# Short Hopper Dimensions - Throat OD of 65 - 68 mm



## Dallah (Jan 31, 2015)

Can anyone here tell me of any small hoppers (thinking about 250g) where the throat is somewhere in between 65 - 68mm? i would like to source a couple of hoppers for my two project grinders which are both variants of the Macap MXA grinder. The inner diameter of the upper burr carrier is 68mm. So something where the outer diameter of the hopper throat is something between 65 - 68mm would be ideal. I imagine I could get away with something as narrow as 60mm with the judicious usage of gaskets/insulating tape.


----------



## coffeechap (Apr 5, 2012)

Am trying to sort one out for you getting a second one sent out.


----------



## Dallah (Jan 31, 2015)

coffeechap said:


> Am trying to sort one out for you getting a second one sent out.


Ah cheers for that Dave. I thought perhaps you were too busy with other things. I can't get over how helpful everyone here is.


----------



## Amsterdam cafeïne (Jul 5, 2015)

ridland said:


> Ah cheers for that Dave. I thought perhaps you were too busy with other things. I can't get over how helpful everyone here is.

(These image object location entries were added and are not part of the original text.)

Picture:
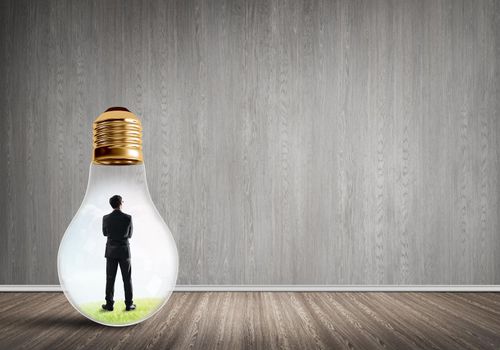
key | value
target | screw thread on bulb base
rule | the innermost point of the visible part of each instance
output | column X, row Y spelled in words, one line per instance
column 117, row 138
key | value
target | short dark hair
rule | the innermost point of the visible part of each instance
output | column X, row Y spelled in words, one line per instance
column 115, row 201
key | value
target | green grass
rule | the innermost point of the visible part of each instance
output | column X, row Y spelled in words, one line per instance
column 119, row 316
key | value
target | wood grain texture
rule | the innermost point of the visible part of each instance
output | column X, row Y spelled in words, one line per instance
column 264, row 321
column 286, row 142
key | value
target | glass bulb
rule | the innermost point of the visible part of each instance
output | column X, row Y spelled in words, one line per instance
column 154, row 261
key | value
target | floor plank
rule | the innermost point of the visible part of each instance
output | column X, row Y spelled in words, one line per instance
column 264, row 320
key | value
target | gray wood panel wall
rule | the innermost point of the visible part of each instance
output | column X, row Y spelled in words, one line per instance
column 286, row 142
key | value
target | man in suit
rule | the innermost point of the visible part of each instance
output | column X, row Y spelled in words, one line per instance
column 117, row 226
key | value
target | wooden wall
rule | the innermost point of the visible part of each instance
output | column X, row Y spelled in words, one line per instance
column 286, row 142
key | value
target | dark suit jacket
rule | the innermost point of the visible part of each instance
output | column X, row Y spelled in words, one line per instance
column 117, row 226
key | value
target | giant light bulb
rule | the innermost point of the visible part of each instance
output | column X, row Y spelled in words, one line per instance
column 117, row 169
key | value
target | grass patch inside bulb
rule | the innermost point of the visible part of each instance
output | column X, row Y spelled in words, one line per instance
column 145, row 307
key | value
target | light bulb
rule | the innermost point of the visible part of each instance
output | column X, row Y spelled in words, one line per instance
column 117, row 169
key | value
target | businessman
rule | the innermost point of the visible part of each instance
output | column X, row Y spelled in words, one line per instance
column 117, row 226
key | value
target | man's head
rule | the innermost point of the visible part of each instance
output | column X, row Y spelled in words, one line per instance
column 116, row 201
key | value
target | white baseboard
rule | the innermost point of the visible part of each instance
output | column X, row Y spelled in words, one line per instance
column 286, row 288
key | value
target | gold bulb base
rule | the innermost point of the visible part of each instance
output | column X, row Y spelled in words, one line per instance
column 117, row 138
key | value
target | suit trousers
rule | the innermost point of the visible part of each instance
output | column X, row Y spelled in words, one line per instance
column 126, row 271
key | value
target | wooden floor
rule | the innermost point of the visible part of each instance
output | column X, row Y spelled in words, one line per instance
column 264, row 321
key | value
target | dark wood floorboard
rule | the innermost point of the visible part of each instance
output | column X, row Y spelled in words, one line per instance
column 250, row 320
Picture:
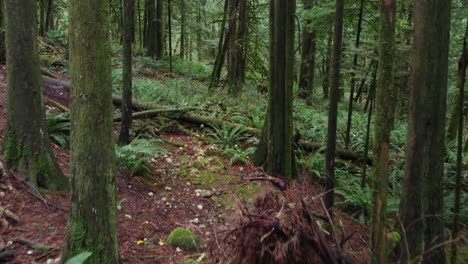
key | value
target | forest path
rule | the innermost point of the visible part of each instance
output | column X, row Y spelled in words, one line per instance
column 192, row 186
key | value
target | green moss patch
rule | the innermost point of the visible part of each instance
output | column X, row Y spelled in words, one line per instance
column 184, row 239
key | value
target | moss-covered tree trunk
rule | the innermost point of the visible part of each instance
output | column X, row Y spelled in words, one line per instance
column 183, row 33
column 154, row 37
column 333, row 107
column 275, row 150
column 124, row 136
column 2, row 33
column 422, row 194
column 462, row 64
column 237, row 48
column 353, row 76
column 384, row 117
column 26, row 147
column 455, row 111
column 307, row 69
column 92, row 220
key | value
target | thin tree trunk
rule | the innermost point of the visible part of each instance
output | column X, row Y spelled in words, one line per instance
column 26, row 146
column 353, row 76
column 169, row 26
column 307, row 71
column 462, row 65
column 222, row 49
column 183, row 34
column 92, row 223
column 326, row 72
column 422, row 194
column 126, row 124
column 384, row 118
column 333, row 108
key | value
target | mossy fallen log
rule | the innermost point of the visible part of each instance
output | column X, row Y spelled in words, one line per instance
column 202, row 120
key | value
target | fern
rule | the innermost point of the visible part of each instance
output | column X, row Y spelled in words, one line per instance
column 134, row 157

Hi, I was Reading your posts. I was wondering what hopper you used in the end? I'm looking for a small hopper with outer diameter of the neck/collar of 68 mm? Would be great if you could let me know.

Cheers!


----------



## coffeechap (Apr 5, 2012)

Amsterdam cafeïne said:


> Hi, I was Reading your posts. I was wondering what hopper you used? I'm looking for a small hopper with Outer diameter of the neck/collar of 68 mm? Would be great if you coultre let me know.
> 
> Cheers!


I can get hold of a 250 gram hopper that is 67mm diameter, from a contact that I have.


----------



## Amsterdam cafeïne (Jul 5, 2015)

Can I see it anywere? Can you give me an idea about the costs? Thanks.


----------



## coffeechap (Apr 5, 2012)

I will post up a photo of one in situ tomorrow, unfortunately they are not cheap, around £35.


----------



## Amsterdam cafeïne (Jul 5, 2015)

Thanks for your help. Let me know about shipping costs to The Netherlands.

Regards


----------



## coffeechap (Apr 5, 2012)

Amsterdam cafeïne said:


> Thanks for your help. Let me know about shipping costs to The Netherlands.
> 
> Regards


will do


----------



## Amsterdam cafeïne (Jul 5, 2015)

Hey Coffeechap do you maybe have time to post the photo?


----------



## coffeechap (Apr 5, 2012)

Will have to be tomorrow I am afraid


----------



## coffeechap (Apr 5, 2012)

Here it is in situ in a Macap m7


----------



## Amsterdam cafeïne (Jul 5, 2015)

coffeechap said:


> Here it is in situ in a Macap m7
> View attachment 15397


Looks good! Outside diameter was 67 mm? Do you think I can order this in the Netherlands? Or do you have a good rate shipping it to the Netherlands? Thanks anyway.

Regards


----------



## coffeechap (Apr 5, 2012)

Let me see what the postage will be.


----------



## Amsterdam cafeïne (Jul 5, 2015)

Did you find out amount of postage? Or do you want to tell me The brand so I can order it here?


----------



## jonkro (Aug 8, 2016)

Hey Coffeechap

I am looking for at small hopper (around 250 g) with outer diameter for 67 mm for my Fiorenzato f5.

Can you still get hold of a hopper like that? If yes - whar is the Price and shipping cost to Denmark.

Thanks!

Regards!


----------